I'm so happy for your congregation! Congrats!


----------



## ReformedChapin (Apr 30, 2009)

congrats


----------



## Pergamum (Apr 30, 2009)

Congrats!


----------



## PresbyDane (Apr 30, 2009)

Congratulations


----------



## Scott1 (Apr 30, 2009)

Congratulations. This will give you accountability and a stable platform in which to live covenant community.

In fact, it is worth summoning the bananas in celebration...

Though exuberant, these are reformed bananas, and they adore a solid soteriology, covenant community, the historic confessions, a spiritual view of the sacraments, church discipline and the regulative principle:


----------



## OPC'n (Apr 30, 2009)

congrats!


----------



## Semper Fidelis (Apr 30, 2009)

Congratulations!


----------



## jwithnell (Apr 30, 2009)

Hey, that's great!


----------



## Skyler (Apr 30, 2009)

Scott1 said:


> Congratulations. This will give you accountability and a stable platform in which to live covenant community.
> 
> In fact, it is worth summoning the bananas in celebration...
> 
> Though exuberant, these are reformed bananas, and they adore a solid soteriology, covenant community, the historic confessions, a spiritual view of the sacraments, church discipline and the regulative principle:



Are they Frozen Chosen? They're not dancing.


----------



## ww (Apr 30, 2009)

to the OPC!!!


----------



## Prufrock (Apr 30, 2009)

This is very good news; I'm pleased to rejoice with you!


----------



## DMcFadden (Apr 30, 2009)

Scott1 said:


> Congratulations. This will give you accountability and a stable platform in which to live covenant community.
> 
> In fact, it is worth summoning the bananas in celebration...
> 
> Though exuberant, these are reformed bananas, and they adore a solid soteriology, covenant community, the historic confessions, a spiritual view of the sacraments, church discipline and the regulative principle:



Regulative Principle??? Where does the Bible give positive sanction to the banana happy dance as an element of worship? Are you sure that you haven't been reading Dr. Frame on worship? 

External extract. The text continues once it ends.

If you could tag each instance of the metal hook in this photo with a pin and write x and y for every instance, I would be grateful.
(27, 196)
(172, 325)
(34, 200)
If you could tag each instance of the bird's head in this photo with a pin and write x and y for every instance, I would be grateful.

On the point of the post . . . CONGRATS!!! The presence of an OP or PCA congregation is always a cause for rejoicing in my (Baptist) book!


----------



## AndyS (Apr 30, 2009)

PointyHaired Calvinist said:


> This past weekend, our congregation was approved by the Presbytery of the Southeast, OPC, as a particular congregation. We have been independent since our formation 4 1/2 years ago, but are finally in a denominational home! Praise God for seeing us through!



Congratulations! May the Lord continue to bless your church & the ministry to the congregation that He has entrusted to your care.


----------



## Scott1 (Apr 30, 2009)

*DMcFadden's 
McFadderator Minimizing*

Congratulations. This will give you accountability and a stable platform in which to live covenant community.

In fact, it is worth summoning the bananas in celebration...

Though exuberant, these are reformed bananas, and they adore a solid soteriology, covenant community, the historic confessions, a spiritual view of the sacraments, church discipline and the regulative principle:




[/quote]



> Regulative Principle??? Where does the Bible give positive sanction to the banana happy dance as an element of worship? Are you sure that you haven't been reading Dr. Frame on worship?



The dancing bananas understand they are quite free to rejoice at the particular church's formal affiliation with a solid reformed denomination because the occasion is not, in itself, an ordinance of public (or private) worship.

Rather, they understand this to be an occasion of "festive exuberance" (where all sorts of things not expressly forbidden are allowed).

Privately, the dancing bananas acknowledge caution toward the present
theology and writings of said theologian as well, but will very carefully and charitably do so... and without a lot of exuberance.


----------



## Josiah (May 1, 2009)

Welcome!


----------